How Can White Americans Be Free?
Continued from previous page
To correct this tragic flaw in thinking, we must begin to see the white experience as specific.
Girls and Sympathy for Whiteness
Harmony Korine’s recent film “Spring Breakers” dramatizes clearly the schism in white consciousness that occurs as a result of the spiritual emptiness of being blank. In order to have sympathy for this white spiritual crisis, we must first understand The Default and allow ourselves to be kind, because even Voldemort is just Tom Riddle.
The film follows four white college girls — Candy (Vanessa Hudgens), Brit (Ashley Benson), Cotty (Rachel Corine) and Faith (Selena Gomez) — on spring break. Having robbed a restaurant and its patrons in order to fund their vacation, the girls party hard before being arrested for cocaine possession. White rapper Alien (James Franco) bails them out, and the girls loyally join his beef with drug rival (and childhood best friend) Archie (Gucci Mane), who happens to be black.
In the film’s opening images of topless, grinding, drunk college students, White America’s desire to escape history, perhaps its need to forget history in order to feel free, has never been so clear. Brit and Candy, sitting through a PowerPoint presentation on Reconstruction and civil rights, feel they have no positive identity. I ask you not to laugh. Though history has in many ways cherished white women over all others, and despite the enormous privilege of being college educated, there is genuine and true pain here.
White liberal identity is all about NOT being something (not racist, not homophobic, not sexist), and so white liberals inevitably become desperate to be something. At some level, whites understand everything that they and their ancestors were a part of — slavery, Jim Crow, racism, Native-American genocide, Christian persecution, anti-gay, anti-women’s rights, anti-immigrant, capitalist, Vietnam, etc., etc., etc. A conscious white liberal is fighting hard to NOT be what their history implies. But the girls in “Spring Breakers” want to be able to be active not passive.
The only escape the girls can see is to seal themselves off from the rest of the world order.

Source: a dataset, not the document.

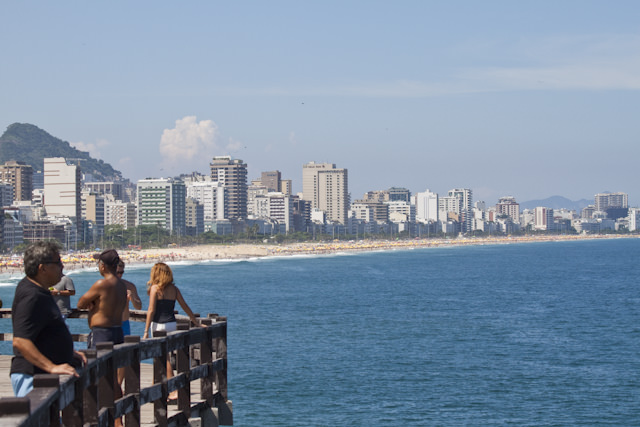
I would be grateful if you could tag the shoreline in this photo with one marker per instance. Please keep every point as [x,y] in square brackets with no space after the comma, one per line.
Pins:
[10,267]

On spring break you are not reminded of history or a guilty identity. They are white people unfettered by history. The absence of time makes for a very spiritual place indeed, and Faith, whose spirituality is the clearest as a Christian, says she wants to pause time and calls it “ the most spiritual place,” a place where everyone is the same. Faith proclaims her love of this uniformity again and again. Everyone is “like us,” she says (young, beautiful and white). They are all the same. And that means no one exists to remind them of their external identity.
Until Alien brings them to a pool hall full of black men.
And then there was history.
And then there was time.
And then there was a feeling of guilt.
And surrounded by black bodies, Faith’s frail spirituality disintegrates, because a guilty external identity is anti-transcendent and her heaven is predicated on the absence of anyone different. Brown people impede white transcendence with our obsession with something as terrestrial as race. Or so goes a line of thought that can only exist if you are The Objective Default.
The girls love Alien because he’s an unapologetic white man. His whiteness made all the more aggressive in his unabashed adoption of blackness. Alien is actively stealing from black people — he’s trying to be something. He’s not trying to erase himself in the face of black culture with the deference liberal whites are expected to have. He does not emasculate himself. For Brit and Candy this is the ultimate assertion of The Default. Strong Whiteness. Strong Maleness. And they want it. Alien longs for a friendship with his old best friend and now drug rival Archie, but an adult Archie with an adult’s understanding of a racist world is unable to give Alien the generosity he longs for when it interferes with his business. He tells Alien to go back to the crimes that white boys are supposed to do, like stealing from spring break kids.